The Most and the Least Important

Around the world, divorce is a painful procedure that upends the lives of many families. The practice has severe detrimental effects on a couple’s and their children’s emotional, social, and financial lives. In the event that victims conduct the divorce procedure improperly, they may experience distress and a decrease in income. Additionally, children may perform poorly in school, abuse drugs, commit crimes, or even see a decline in their health problems. However, divorce might be the most appropriate course of action when spouses have irreconcilable differences. Couples that fight or act aggressively toward one another may become disengaged. It is, however, possible to minimize the negative consequences of divorce if the couples manage the process efficiently. Co-parental phase is, therefore, the most crucial stage that should be considered in divorce process, while community phase being the least significant.

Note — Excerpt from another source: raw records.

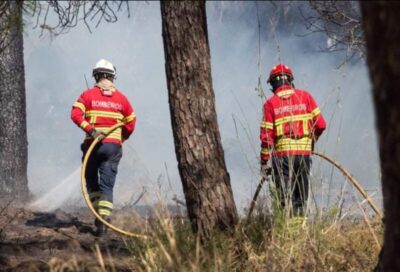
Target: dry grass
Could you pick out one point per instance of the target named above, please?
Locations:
(266, 243)
(263, 245)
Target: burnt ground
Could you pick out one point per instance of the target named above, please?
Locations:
(58, 241)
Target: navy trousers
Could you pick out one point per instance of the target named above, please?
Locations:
(101, 172)
(291, 177)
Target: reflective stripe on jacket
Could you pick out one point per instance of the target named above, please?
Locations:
(95, 109)
(291, 120)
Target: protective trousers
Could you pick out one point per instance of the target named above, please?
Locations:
(101, 172)
(290, 174)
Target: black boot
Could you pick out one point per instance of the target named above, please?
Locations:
(101, 228)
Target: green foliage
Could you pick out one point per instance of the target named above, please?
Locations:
(266, 243)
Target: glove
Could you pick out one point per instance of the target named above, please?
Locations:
(265, 169)
(97, 134)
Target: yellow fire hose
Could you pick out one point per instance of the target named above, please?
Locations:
(135, 235)
(338, 166)
(86, 195)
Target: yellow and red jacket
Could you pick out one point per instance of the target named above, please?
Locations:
(291, 121)
(95, 109)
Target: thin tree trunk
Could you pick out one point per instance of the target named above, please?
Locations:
(380, 22)
(13, 139)
(198, 147)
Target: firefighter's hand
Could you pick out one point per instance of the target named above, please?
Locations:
(265, 169)
(97, 134)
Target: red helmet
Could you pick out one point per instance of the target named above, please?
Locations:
(280, 69)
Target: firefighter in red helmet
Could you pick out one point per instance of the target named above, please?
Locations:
(292, 123)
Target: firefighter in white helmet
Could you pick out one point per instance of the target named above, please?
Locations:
(96, 110)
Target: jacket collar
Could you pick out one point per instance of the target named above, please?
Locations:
(284, 90)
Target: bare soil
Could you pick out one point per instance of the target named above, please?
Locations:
(58, 241)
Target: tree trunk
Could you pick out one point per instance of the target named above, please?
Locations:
(383, 56)
(198, 147)
(13, 140)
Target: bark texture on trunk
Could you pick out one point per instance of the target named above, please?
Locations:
(382, 33)
(13, 138)
(198, 147)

The co-parental is the fourth phase of divorce, and entails a comprehensive agreement between the couples, regarding child support strategies. During the period, parents can discuss legal responsibilities and develop practical plans concerning sole or joint custody, child support, and visitation possibilities. Hence, the parties would identify possible sources of income for child maintenance. It is, therefore, necessary for both the divorcing individuals to agree on the modalities of providing the required social and economic support for proper child maintenance. Parents should equally plan how children’s education, health, and other requirements would be provided. If the parties handle the phase excellently, then both the custodial and non-custodial parents would equitably share the child maintenance responsibilities, thus making divorce less traumatic (Benokraitis, 432). The co-parental phase, consequently, offers an opportunity through which all the interests of the children would be considered, thus protecting them from suffering after the divorce.
On the other hand, the community phase of divorce is the least important. The stage involves notifying close friends, extended family members like the grandparents and in-laws about the split. After informing the confidants, the separated individuals may then focus on new relationships or just stay alone. In their study on the minimization of adverse effects of divorce on children and parents, Stallman and Sanders (33) established that proper care should be provided to people during the divorce process. Unfortunately, the stage adds no significant value to the divorce decisions, because the third parties that divorcees may decide to engage might not substantially influence the divorce process. The phase also occurs after reconciliation and dispute resolution attempts have failed. Besides, numerous legal processes and decisions always take place before the community phase occurs; making it impossible for other people to help salvage the marriage even if they wanted (Benokraitis, 432). Focusing on the stage, therefore, may not assist the partners divorcing, either in handling emotional problems, or in accepting the situation, making it the least significant stage.
Co-parental phase provides the most critical opportunity for the divorcing parents to develop a practical parenting plan for efficient child maintenance. However, the community phase does not substantially support or facilitate smooth divorce process and, thus, may be considered to be the least essential. Co-operation by divorcing partners and the provision of decent cognitive and social development prospects to children through joint support is vital. Correspondingly, concentrating on co-parental phase enables parents to discuss how to prevent emotional anguish by instilling positive self-esteem on children, as well as among themselves. Overburdening custodial parents only serves to overstrain them and may result in inadequate child development due to the lack of resources and emotional support. Even though divorce incidences lead to discontinuation of families, they should not be allowed to terminate children’s lives.

Works Cited
Benokraitis, Nijole V. Marriages and Families: Changes, Choices, and Constraints. (8th ed.), Prentice Hall, 1996.
Stallman, Helen M., and Matthew R. Sanders. “A Randomized Controlled Trial of Family Transitions Triple P: A Group-Administered Parenting Program to Minimize the Adverse Effects of Parental Divorce on Children.” Journal of Divorce & Remarriage, 2014, pp. 33-48.